3. The "Noise-Canceling" Filter (Token Compression)

Videos are huge. A 10-second clip has thousands of pixels, most of which are just boring background (sky, walls, grass). Processing all of that is slow and expensive.

  • The Analogy: Imagine trying to find a needle in a haystack. The old way was to look at every single piece of hay. LAVIDA uses a "Reverse Attention" filter. It quickly identifies the "hay" (the boring background) and ignores it. It focuses only on the "needle" (the weird, moving, suspicious stuff).
  • The Result: It throws away 80% of the visual data that doesn't matter, making the AI faster and cheaper to run, while keeping its eyes glued to the interesting parts.

4. The "Zoom-In" Lens (Multi-Level Mask Decoder)

Finally, LAVIDA doesn't just say, "Something is wrong." It tells you exactly where.
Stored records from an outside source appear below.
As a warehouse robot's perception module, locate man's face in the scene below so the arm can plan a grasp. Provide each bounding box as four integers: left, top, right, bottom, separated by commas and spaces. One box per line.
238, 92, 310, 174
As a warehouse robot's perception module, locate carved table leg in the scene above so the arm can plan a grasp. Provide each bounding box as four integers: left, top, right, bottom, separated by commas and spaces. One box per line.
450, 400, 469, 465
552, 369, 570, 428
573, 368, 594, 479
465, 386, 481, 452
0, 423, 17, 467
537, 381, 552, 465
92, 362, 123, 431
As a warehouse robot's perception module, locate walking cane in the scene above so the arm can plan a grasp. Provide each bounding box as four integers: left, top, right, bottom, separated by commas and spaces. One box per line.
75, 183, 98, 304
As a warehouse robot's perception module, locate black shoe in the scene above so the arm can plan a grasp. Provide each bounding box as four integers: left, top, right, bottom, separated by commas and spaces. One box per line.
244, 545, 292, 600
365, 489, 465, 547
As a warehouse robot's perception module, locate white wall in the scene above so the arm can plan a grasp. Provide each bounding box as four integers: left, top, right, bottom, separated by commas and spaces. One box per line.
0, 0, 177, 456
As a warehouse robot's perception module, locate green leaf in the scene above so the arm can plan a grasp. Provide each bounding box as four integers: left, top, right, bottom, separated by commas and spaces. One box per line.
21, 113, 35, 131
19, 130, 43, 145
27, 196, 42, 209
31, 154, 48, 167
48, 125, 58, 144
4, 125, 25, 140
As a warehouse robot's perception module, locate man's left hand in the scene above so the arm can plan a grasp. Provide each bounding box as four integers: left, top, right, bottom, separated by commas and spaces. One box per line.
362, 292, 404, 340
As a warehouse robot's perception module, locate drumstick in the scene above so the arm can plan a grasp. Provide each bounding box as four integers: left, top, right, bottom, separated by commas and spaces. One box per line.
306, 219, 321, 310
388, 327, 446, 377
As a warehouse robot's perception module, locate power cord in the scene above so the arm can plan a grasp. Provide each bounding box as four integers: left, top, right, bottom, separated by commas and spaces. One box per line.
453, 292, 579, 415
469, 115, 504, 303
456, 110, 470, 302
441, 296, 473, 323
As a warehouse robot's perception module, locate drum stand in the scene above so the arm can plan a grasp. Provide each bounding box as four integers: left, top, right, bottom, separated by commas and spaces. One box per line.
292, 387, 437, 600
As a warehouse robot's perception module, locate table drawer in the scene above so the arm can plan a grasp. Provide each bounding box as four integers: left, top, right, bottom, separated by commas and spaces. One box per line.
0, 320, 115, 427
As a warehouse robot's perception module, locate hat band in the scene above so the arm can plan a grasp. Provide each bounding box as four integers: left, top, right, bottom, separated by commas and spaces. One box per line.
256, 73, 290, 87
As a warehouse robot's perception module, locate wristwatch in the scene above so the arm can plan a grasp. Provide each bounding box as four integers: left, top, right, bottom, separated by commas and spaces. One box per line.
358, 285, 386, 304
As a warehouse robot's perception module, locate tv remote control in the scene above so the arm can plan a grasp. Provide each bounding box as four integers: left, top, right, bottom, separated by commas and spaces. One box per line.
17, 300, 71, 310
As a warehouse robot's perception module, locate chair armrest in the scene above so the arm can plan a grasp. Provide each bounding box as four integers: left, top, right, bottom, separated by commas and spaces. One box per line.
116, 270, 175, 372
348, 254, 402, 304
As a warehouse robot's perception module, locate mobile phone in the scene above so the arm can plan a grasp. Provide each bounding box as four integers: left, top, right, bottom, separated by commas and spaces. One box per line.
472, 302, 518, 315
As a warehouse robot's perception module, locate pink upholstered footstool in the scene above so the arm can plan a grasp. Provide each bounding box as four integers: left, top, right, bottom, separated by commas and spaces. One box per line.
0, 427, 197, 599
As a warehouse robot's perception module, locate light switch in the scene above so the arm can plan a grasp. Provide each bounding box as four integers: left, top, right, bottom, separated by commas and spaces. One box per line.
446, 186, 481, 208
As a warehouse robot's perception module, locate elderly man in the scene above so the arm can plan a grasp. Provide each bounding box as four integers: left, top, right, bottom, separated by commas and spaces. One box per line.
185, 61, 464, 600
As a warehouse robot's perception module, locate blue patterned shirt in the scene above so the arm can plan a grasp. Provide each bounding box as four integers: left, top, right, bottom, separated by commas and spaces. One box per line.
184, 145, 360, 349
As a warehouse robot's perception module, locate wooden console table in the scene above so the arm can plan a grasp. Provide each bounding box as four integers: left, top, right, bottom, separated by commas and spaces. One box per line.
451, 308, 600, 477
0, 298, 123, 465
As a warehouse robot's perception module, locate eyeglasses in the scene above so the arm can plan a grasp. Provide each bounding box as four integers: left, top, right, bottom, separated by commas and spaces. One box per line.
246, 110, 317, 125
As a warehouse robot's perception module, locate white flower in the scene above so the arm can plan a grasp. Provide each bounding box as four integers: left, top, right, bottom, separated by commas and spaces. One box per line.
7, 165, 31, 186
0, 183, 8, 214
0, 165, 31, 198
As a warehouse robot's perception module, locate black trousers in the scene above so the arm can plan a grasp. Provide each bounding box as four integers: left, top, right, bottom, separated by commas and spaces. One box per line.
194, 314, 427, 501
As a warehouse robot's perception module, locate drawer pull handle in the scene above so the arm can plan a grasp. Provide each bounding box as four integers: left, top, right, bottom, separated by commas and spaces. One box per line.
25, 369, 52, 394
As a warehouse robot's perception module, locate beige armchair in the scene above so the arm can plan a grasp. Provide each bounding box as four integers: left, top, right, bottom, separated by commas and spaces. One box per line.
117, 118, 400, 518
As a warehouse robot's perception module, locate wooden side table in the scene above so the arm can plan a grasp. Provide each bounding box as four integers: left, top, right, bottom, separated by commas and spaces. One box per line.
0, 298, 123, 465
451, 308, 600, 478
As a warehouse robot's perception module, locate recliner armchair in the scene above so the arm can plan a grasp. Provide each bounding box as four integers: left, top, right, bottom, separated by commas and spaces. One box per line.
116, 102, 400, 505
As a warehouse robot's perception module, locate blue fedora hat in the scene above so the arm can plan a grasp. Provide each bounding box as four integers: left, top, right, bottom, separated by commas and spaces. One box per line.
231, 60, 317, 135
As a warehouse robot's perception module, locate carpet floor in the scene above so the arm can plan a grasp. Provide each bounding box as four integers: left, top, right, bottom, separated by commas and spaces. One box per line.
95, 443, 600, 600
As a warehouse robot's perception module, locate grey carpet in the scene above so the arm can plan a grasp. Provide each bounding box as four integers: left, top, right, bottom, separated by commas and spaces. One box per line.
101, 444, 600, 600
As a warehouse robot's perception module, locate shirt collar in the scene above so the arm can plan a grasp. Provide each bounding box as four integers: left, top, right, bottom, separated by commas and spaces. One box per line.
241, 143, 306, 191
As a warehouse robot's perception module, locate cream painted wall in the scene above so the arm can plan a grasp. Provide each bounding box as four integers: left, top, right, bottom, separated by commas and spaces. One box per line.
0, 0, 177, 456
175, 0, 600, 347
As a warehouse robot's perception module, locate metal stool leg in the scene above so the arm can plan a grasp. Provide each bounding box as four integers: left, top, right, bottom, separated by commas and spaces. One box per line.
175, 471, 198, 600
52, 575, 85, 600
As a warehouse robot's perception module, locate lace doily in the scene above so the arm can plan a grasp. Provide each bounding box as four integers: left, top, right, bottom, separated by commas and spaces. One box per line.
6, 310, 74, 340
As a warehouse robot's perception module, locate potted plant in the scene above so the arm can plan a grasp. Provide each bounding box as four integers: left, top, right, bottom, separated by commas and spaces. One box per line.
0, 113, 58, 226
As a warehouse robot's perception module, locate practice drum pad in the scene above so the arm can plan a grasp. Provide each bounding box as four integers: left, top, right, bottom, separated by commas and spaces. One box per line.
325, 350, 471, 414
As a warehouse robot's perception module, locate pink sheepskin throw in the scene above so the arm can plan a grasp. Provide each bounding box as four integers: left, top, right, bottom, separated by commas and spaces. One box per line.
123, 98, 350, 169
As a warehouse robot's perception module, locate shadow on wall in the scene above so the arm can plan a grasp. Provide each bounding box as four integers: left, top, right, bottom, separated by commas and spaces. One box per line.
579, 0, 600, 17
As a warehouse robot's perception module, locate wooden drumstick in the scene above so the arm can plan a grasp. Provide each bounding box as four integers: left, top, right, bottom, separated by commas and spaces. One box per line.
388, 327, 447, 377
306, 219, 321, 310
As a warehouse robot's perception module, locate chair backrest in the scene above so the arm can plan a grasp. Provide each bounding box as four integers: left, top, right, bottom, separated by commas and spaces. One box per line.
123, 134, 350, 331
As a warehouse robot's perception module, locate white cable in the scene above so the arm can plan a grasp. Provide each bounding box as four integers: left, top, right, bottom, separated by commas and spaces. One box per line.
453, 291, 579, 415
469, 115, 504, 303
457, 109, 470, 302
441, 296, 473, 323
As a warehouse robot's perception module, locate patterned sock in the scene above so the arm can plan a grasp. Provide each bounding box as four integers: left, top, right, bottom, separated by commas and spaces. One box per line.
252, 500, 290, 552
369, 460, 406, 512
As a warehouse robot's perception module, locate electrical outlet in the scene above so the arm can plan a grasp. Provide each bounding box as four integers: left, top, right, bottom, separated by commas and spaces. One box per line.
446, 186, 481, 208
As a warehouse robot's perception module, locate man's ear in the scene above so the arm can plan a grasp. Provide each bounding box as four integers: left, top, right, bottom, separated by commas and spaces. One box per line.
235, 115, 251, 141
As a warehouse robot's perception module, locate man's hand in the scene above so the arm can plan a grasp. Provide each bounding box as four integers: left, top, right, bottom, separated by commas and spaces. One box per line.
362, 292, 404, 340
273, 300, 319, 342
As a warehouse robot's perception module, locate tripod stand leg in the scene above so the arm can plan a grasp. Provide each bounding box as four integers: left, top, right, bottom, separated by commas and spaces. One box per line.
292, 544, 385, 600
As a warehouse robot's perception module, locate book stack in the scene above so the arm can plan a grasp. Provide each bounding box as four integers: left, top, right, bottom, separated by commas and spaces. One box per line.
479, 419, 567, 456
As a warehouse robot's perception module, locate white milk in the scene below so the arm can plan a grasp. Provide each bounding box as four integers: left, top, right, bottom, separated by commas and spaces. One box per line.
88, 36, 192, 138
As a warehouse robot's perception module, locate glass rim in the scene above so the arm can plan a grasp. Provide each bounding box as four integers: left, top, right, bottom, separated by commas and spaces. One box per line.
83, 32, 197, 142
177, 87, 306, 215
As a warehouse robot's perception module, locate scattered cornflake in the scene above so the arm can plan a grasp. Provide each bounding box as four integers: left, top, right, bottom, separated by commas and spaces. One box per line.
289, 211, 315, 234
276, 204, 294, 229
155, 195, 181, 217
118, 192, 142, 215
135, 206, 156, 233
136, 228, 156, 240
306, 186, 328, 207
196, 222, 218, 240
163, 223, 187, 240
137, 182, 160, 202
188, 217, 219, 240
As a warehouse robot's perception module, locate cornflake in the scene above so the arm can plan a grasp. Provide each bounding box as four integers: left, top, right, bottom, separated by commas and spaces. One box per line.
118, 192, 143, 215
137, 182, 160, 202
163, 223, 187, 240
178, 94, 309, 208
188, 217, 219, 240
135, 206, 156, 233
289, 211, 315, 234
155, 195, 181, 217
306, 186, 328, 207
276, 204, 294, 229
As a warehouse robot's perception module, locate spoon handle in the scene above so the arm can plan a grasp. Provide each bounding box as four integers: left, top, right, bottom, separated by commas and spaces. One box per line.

  • The Analogy: It's like a detective who can point to a specific person in a crowd and say, "That guy in the blue shirt is the problem," rather than just pointing at the whole street. It can highlight the exact pixels of the anomaly on the screen.

Why is this a Big Deal?

  • Zero-Shot: It works on scenarios it has never seen before. You don't need to retrain it for every new city or new type of crime.
  • Open-World: It can detect any anomaly, from a falling person to an explosion to a robbery, as long as you can describe it in words.
  • No Real Data Needed: It was trained entirely on "fake" anomalies made from normal pictures. This solves the huge problem of not having enough real crime data to train AI.

In Summary:
LAVIDA is like a security guard who has read every book on human behavior and watched every movie ever made. Instead of memorizing a list of "banned actions," it understands the meaning of a scene. If something looks weird, feels wrong, or breaks the story of the video, it spots it immediately, even if it's a situation the guard has never encountered in real life.